Campaigners call for better paternity leave

Dads and charity leaders in the north-east of England have backed a campaign calling on the government to improve paternity leave.
New fathers currently get up to two weeks consecutive statutory leave, paid at £187.18 a week, or 90% of their average weekly earnings.
Campaign group The Dad Shift said it was the least generous paternity leave in Europe.
The government has said it will launch a "full review" into paternity and shared leave.
Scott Luke, a father of two in Wallsend, told the BBC how he had struggled following the birth of his daughter because paternity leave did not give him enough time or pay to care for his wife and bond with his new child.
He told the BBC: "My partner Victoria had a C-section with our second born, I took two weeks' annual leave and two weeks' paternity.
"When I went back to work, I just didn't feel ready.
"I was worried about my partner being at home with two children, a very boisterous toddler and a new born baby.
"I lost around £1,400 of pay."

Alex Lloyd Hunter, co-founder of national charity The Dad Shift, said the UK's paternity provision was bad for both mothers and fathers, because it limited the choices families had about who could return to work and who looked after the children.
He said: "As a bare minimum we think the government needs to move to six weeks paid at 90% of your salary - that's what you get in the first part of maternity leave.
"Longer term, you can look at countries like Spain where you get sixteen weeks and Sweden, which offers each parent 90 days and then 300 days to share between them."
The government has set out measures in its employment rights act which it says will make work pay for families, including a right to parental leave from day one of employment.
It has also promised a review of paternity and shared leave.
Lola McEvoy, Labour MP for Darlington, recently called for a change to employment rights for fathers taking paternity leave.
She told BBC Politics North: "Dads want to spend time with their children, and that's good for mums, and good for babies as well.
"People say the answer is that men should take more shared parental leave, but they don't, there's only a 2% uptake because it's not really feasible for women to go back early."
The shadow transport minister, Conservative MP Kevin Hollinrake, said while he was sympathetic to the campaigners' cause, the impact on small businesses must be considered.
He said: "Of course you want to make sure fathers have crucial days and weeks and months.
"There is a limit to what business can deliver for society, we can't see them as a cow to be milked."

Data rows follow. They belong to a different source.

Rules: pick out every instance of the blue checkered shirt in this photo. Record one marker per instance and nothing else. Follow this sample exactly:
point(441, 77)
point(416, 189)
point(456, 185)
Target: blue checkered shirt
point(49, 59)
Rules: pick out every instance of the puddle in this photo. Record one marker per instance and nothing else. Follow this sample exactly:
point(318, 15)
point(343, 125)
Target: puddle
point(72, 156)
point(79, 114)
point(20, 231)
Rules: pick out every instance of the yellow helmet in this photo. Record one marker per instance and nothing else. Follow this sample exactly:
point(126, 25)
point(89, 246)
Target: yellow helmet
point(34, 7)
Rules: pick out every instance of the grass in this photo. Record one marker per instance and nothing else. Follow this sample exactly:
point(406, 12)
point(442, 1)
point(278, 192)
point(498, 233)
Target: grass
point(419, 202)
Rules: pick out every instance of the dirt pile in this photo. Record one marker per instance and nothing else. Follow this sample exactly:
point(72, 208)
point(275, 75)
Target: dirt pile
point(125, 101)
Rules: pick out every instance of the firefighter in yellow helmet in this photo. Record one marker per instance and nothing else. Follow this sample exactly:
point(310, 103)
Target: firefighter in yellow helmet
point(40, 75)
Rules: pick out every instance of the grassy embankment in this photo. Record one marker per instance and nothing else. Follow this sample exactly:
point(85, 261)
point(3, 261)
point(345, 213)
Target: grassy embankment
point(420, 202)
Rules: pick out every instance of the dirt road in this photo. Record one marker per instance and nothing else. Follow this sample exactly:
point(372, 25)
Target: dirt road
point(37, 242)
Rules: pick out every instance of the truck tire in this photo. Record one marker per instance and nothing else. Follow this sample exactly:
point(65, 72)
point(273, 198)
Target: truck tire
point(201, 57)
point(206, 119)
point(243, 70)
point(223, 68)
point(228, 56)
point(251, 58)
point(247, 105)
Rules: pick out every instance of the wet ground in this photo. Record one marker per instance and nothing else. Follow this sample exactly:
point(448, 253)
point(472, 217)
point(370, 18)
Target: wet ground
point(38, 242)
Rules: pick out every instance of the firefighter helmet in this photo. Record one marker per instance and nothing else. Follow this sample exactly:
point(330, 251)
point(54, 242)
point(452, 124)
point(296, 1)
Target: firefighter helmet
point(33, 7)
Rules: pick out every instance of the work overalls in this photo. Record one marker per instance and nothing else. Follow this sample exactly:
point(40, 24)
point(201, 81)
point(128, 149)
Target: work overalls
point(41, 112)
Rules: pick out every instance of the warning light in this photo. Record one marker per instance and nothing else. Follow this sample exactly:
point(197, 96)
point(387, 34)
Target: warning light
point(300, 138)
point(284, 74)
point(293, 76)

Nikki Masterman, from Blyth-based Inspired HR, said the wide raft of employment rights changes would put business under enormous strain, and enhanced paternity leave could add even more pressure on small firms.
"I see it from both sides," she said. "There's real potential for what it can do families, especially on limited incomes.
"But I also see the challenges for small businesses.
"There a lot coming for businesses financially and resource wise. They're going to struggle to get their head around it.
"Financially I think it's going to break some, we're already seeing it happening."